Daha önce de belirtildiği üzere, çok büyük parseller üzerine yayılan bu yapılaşmalar, yakın çevrelerin üzerinde ciddi bir etki yaratmalarının yanı sıra kentsel mekanda da hem sosyal hem de fiziksel anlamda kayda değer etkiler yaratmaktadırlar.

Bu bağlamda, karma kullanımı iki başlık altında incelenecektir: 1) Mevcut durum: Parsel bazında sınırlı karma işlev kullanımı. 2) Alan ölçeğinde karma işlev kullanımı.

Şekil 4.3 : Zincirlikuyu-Levent Aksı’nın İstanbul silüetindeki yeri (Tabanlıoğlu Arşivi, 2007).
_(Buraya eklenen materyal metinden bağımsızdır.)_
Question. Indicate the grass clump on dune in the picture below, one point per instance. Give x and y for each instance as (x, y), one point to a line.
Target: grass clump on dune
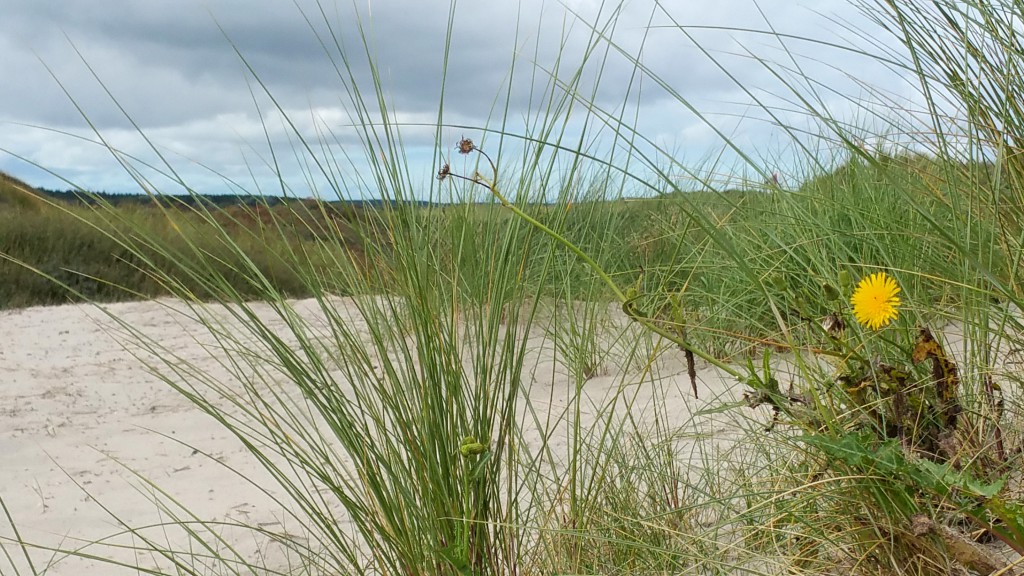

Şekil 4.4 : Zincirlikuyu-Levent Aksı güney görünümü.

Şekil 4.5 : Zincirlikuyu-Levent Aksı batı görünümü.

1/5000 ölçekli imar planında (Şekil 4.5)’te Turizm-Ticaret Bölgesi olarak kırmızıyla gösterilen bölge, yani bizim Zincirlikuyu-Levent Aksı olarak tanımladığımız alan üzerindeki mevcut karma işlevli yapılar, imar planlarında ayrı ayrı parseller olarak yatırımcılara verilmekte ve mimari tasarım yatırımcının istediği doğrultuda parsel sınırında salt taks ve emsale uydurularak yapılmaktadır (Şekil 4.31). Bu alanı gösteren lejant içerisinde kentsel planlama kapsamında tanımlanmış yeşil alan, kültürel alan, kamusal alan gibi ifadeler yoktur. Dolayısıyla ilk olarak bu yaklaşımla alanda üretilen karma işlevli yapıların, çevreleriyle olan fiziksel ve sosyal bağlantıları ile kamusal kullanım, açık alan ve yeşil alanı ele alış biçimleri değerlendirilecektir. Kısaca, ilk bölümde mevcut yaklaşım üzerinden bölgedeki arsaların birbirlerinden bağımsız parseller şeklinde ele alınması durumuna bakılacaktır.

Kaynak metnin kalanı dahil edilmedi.